Another tool is our summer bike programs. We had 12 free summer bike clinics in Snowmass Village, Basalt and Carbondale, with the help of the El Pomar Foundation and Giant Bicycles. That's part of an effort to transition into year-round outdoor programming and year-round outreach.
Beyond those things, we're considering building a bilingual presence on the radio in an effort to reach all who drive up Highway 82 every morning. We need to get out and actively find these families, not just wait passively for their online registration. Some of our partners have suggested the schools and churches, so we're exploring those options, too.
ACF: What are the programs you recruit for, and how many participants do you have?
MG: We're close to 1,600 kids in our Base Camp program, which is essentially recreational skiing and snowboarding classes for kids from 31/2 to teens. One in three of those kids receives scholarship support, and 400 of them receive free equipment from Gorsuch or D&E Sports.
We also had about 100 kids who came to our summer bike clinics in 2017. Unlike skiing, where we have to bring you to the mountain, we can bring our bike trailer to, say, Basalt High School, where there's a track and kids can just walk over.
This season we're excited to have partnered with Valley Settlement to identify 20 Latino students who will participate in our Nordic base program at Spring Gulch near Carbondale.
ACF: What's the three- to five-year plan? Are there any specific goals?
MG: Number one is continuing to work with our nonprofit partners to reach the kids who need our support to get onto the mountains.
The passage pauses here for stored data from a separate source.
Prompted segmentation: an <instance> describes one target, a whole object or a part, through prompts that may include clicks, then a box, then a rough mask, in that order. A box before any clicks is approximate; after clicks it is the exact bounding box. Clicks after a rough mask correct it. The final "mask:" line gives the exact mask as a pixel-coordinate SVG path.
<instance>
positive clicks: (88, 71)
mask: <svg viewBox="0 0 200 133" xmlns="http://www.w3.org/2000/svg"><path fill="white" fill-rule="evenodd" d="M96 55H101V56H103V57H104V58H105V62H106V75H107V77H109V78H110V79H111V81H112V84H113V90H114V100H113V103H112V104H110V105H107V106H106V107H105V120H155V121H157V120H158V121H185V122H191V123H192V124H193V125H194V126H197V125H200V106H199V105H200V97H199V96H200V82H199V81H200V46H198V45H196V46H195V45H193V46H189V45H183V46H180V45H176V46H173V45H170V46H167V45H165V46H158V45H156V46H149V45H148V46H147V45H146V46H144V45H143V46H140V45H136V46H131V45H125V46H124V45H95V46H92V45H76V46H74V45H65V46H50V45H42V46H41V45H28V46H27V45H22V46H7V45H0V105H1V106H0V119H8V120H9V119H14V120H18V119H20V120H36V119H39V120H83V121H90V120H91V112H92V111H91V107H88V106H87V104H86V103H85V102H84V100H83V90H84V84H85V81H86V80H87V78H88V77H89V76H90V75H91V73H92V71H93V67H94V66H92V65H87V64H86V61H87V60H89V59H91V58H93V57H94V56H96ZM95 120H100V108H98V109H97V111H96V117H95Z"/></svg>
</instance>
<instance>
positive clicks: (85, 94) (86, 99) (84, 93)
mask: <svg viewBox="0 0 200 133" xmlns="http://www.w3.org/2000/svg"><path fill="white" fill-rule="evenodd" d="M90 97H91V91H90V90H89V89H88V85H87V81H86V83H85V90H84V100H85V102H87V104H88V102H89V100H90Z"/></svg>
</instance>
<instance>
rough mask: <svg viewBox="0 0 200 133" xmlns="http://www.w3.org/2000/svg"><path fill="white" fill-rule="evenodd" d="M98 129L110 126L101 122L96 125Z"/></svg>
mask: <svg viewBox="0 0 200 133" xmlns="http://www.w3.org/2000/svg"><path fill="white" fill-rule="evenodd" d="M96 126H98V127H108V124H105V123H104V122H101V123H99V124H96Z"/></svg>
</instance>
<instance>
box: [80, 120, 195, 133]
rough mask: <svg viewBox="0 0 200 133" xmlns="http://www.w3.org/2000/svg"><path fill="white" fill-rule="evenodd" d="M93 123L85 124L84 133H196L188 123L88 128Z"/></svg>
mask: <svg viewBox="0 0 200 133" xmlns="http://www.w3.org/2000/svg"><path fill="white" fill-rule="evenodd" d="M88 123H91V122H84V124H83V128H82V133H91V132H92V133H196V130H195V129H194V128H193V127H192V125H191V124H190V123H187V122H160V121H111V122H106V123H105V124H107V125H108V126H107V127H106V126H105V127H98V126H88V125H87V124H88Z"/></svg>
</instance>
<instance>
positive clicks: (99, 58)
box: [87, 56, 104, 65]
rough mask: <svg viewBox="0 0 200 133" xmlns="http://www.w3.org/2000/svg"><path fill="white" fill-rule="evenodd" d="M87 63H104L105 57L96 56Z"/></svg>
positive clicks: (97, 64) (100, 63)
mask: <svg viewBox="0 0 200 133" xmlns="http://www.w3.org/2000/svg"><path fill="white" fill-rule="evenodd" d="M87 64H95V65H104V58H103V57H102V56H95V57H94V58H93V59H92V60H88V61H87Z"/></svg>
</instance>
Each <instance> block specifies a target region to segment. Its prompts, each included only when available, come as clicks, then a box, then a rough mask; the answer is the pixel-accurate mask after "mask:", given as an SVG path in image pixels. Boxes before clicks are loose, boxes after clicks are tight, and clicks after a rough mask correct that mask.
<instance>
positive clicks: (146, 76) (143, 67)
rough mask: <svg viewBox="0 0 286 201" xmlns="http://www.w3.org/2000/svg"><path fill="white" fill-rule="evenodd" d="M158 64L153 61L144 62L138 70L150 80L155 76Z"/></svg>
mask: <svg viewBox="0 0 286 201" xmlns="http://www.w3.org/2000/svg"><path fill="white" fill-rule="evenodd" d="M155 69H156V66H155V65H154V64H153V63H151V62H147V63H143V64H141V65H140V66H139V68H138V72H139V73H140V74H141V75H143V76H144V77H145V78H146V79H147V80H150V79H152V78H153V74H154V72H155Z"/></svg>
Can we identify a more intentional process of outreach? We reach a lot of kids, but how can we improve, what channels should we leverage to bring underrepresented kids into the fold? We also need to be intentional about retaining the kids into high school. We'd really love to give them the experience of skiing and biking in the outdoors throughout their childhood.
Tamara Tormohlen is executive director of the Aspen Community Foundation and its Aspen to Parachute Cradle to Career Initiative.